Sometimes, just searching and understanding a warning will teach you new things about programming and shore up vulnerabilities you didn’t even know you had.”

— Matt Eland

Gamify it.

If it already feels to you like “you vs. the linter” why not take that to the max. Block out 15-minute of time. And then, much like getting an inbox to zero, see how many warnings you can tackle during this period.

Code drunk, linter sober.

Linked to the above, it is all about limiting linters (and potential frustrations with it) to a specific time. If you are in the flow, cranking out that prototype, turn it off. But allow time to address some of the flags before you waste that time with a peer in a review. And of course, we are by no means encouraging having a drink at work. Stay hydrated tho!

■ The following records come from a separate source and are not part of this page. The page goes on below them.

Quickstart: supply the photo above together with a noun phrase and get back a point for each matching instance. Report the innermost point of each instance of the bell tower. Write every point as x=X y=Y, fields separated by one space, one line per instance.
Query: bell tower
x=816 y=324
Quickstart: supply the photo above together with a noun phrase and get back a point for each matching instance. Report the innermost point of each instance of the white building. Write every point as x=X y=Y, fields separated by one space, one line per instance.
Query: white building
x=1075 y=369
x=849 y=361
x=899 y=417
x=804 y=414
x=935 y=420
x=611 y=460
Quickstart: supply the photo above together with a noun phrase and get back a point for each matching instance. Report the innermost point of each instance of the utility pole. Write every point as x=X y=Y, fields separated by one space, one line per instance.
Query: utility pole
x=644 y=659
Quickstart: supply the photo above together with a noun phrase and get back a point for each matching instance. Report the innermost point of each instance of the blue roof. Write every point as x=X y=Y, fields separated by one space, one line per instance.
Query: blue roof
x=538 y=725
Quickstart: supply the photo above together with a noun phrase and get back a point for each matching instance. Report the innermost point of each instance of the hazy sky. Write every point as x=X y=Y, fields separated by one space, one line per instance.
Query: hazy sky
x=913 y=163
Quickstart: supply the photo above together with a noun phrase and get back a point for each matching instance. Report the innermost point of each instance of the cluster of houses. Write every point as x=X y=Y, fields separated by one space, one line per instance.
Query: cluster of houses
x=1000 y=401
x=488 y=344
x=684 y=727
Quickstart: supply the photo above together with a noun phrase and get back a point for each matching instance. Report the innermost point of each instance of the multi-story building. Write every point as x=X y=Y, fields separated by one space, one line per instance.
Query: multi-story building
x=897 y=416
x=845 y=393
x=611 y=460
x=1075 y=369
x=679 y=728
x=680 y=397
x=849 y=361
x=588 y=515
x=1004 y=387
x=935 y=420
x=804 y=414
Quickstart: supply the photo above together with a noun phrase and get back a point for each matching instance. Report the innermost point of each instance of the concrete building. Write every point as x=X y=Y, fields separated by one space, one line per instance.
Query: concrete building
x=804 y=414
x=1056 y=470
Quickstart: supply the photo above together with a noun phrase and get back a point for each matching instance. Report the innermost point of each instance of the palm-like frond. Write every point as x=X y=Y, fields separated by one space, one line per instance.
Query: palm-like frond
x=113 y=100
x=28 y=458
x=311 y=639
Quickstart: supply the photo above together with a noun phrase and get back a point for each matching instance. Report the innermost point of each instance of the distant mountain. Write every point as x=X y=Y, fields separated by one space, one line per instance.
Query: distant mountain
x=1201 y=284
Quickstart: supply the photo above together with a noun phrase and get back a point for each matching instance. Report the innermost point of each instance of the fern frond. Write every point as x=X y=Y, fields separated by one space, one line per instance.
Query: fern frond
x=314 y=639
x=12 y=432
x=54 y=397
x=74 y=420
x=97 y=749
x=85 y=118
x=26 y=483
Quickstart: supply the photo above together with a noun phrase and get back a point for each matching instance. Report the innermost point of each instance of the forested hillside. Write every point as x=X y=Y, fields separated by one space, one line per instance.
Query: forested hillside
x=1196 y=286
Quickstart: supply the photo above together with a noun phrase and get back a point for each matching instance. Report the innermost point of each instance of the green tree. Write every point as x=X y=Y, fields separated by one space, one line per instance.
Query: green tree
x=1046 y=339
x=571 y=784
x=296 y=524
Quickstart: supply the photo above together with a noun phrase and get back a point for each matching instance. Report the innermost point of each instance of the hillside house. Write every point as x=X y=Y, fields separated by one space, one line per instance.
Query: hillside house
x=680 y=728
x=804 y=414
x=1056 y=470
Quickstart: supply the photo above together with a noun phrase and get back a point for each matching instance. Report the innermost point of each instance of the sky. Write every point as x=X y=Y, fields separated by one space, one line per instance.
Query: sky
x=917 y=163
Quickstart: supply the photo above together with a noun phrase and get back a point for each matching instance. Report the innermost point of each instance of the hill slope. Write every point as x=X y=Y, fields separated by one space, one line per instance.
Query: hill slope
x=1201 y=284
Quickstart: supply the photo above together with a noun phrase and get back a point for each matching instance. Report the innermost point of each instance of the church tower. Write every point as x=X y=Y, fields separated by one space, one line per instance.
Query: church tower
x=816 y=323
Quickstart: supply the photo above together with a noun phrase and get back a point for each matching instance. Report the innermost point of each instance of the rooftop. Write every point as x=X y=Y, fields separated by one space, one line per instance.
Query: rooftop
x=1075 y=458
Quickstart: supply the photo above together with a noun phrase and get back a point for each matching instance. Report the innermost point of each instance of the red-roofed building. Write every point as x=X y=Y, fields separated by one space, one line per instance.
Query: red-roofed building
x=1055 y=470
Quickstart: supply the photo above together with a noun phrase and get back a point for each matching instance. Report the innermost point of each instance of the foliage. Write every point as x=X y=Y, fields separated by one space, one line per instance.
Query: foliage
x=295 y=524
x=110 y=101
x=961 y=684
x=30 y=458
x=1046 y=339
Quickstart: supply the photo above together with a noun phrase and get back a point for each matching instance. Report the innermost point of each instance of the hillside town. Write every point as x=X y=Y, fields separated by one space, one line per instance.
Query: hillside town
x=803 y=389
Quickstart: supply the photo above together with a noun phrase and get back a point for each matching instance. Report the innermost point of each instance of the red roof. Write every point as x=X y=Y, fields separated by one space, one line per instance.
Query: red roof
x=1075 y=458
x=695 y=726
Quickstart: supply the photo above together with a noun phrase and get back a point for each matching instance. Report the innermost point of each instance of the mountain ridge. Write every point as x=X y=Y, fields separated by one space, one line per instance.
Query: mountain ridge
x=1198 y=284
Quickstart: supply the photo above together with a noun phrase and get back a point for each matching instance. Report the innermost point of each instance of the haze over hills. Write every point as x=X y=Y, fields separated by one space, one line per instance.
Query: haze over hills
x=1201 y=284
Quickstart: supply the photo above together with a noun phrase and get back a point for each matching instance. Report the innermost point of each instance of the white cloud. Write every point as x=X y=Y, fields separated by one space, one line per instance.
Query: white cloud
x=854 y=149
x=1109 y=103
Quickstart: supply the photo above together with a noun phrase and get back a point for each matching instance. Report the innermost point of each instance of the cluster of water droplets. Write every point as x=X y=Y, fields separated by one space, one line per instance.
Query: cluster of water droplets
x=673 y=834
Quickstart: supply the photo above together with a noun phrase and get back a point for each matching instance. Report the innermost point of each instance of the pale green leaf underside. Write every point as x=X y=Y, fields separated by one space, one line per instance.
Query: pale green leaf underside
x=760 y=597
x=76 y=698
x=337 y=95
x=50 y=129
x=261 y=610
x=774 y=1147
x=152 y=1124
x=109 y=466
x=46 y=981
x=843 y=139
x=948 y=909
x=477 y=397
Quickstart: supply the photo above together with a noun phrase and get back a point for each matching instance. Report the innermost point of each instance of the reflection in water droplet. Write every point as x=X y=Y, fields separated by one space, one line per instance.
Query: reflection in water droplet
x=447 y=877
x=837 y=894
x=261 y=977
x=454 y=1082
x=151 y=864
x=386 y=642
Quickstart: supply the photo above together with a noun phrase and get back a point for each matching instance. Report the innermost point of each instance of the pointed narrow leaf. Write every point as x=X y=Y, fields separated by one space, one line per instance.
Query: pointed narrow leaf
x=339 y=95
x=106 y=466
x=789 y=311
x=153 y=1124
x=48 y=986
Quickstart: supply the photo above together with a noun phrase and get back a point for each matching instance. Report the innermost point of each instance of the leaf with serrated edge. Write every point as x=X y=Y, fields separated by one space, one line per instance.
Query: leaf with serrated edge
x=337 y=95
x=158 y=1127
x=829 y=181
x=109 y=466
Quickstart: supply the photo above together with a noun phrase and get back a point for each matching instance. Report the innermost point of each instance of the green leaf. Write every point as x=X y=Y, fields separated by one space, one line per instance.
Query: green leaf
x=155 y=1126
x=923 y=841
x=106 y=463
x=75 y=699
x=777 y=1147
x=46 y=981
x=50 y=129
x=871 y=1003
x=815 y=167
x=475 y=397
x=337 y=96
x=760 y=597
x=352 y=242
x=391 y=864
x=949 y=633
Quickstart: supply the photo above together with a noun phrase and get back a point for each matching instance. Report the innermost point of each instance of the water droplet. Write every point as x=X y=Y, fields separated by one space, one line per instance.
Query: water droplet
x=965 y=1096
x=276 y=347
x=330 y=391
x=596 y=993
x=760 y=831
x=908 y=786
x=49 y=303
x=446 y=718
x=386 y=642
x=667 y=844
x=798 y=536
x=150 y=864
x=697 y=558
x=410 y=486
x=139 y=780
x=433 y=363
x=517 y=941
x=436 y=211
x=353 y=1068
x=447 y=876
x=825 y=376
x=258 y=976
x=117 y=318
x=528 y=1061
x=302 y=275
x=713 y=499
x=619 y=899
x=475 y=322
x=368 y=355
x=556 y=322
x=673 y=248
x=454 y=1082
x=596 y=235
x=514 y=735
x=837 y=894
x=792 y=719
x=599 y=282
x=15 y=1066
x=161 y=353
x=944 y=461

Think of linters as a pedantic friend.

We enjoyed the suggestion of treating a linter as a weirdly pedantic code review friend. Assume that they know more than you. But since they are your friend, you can also tell them to go away when you’re trying to focus. Just make sure to ask them to come back later to check your code and make you look smart in front of your peers. Note: they are a loyal friend, but take their pedantry with a grain of salt and add your human judgment.

Conclusion: Linting isn’t just for you. It is for the other people on the team.

Linting can help with the heterogeneous knowledge on a team. For juniors, a linter is like an invisible senior team member that points out style guideline documentation, causes them to pause and question steps, and ultimately helps learn a new language. For seniors, it is an easy way to enforce, not their style, but the use of a consistent style on a team. Leading by example becomes more visible and somewhat built in. It saves many shoulder taps and time during code reviews.

The process of linting can be time consuming when starting out a project; it requires the discipline to catch linter messages from your first line of code. It is, however, worth taking advantage of the ways to customize. Make use of best practices. Some companies publish their configuration settings. Like Airbnb’s .eslintrc. Github not only published their linter config, but even open-sourced their unified version of over 20 linters last month.

A linter is exactly like the spelling/grammar checker in your word processor. It’s there to advise you.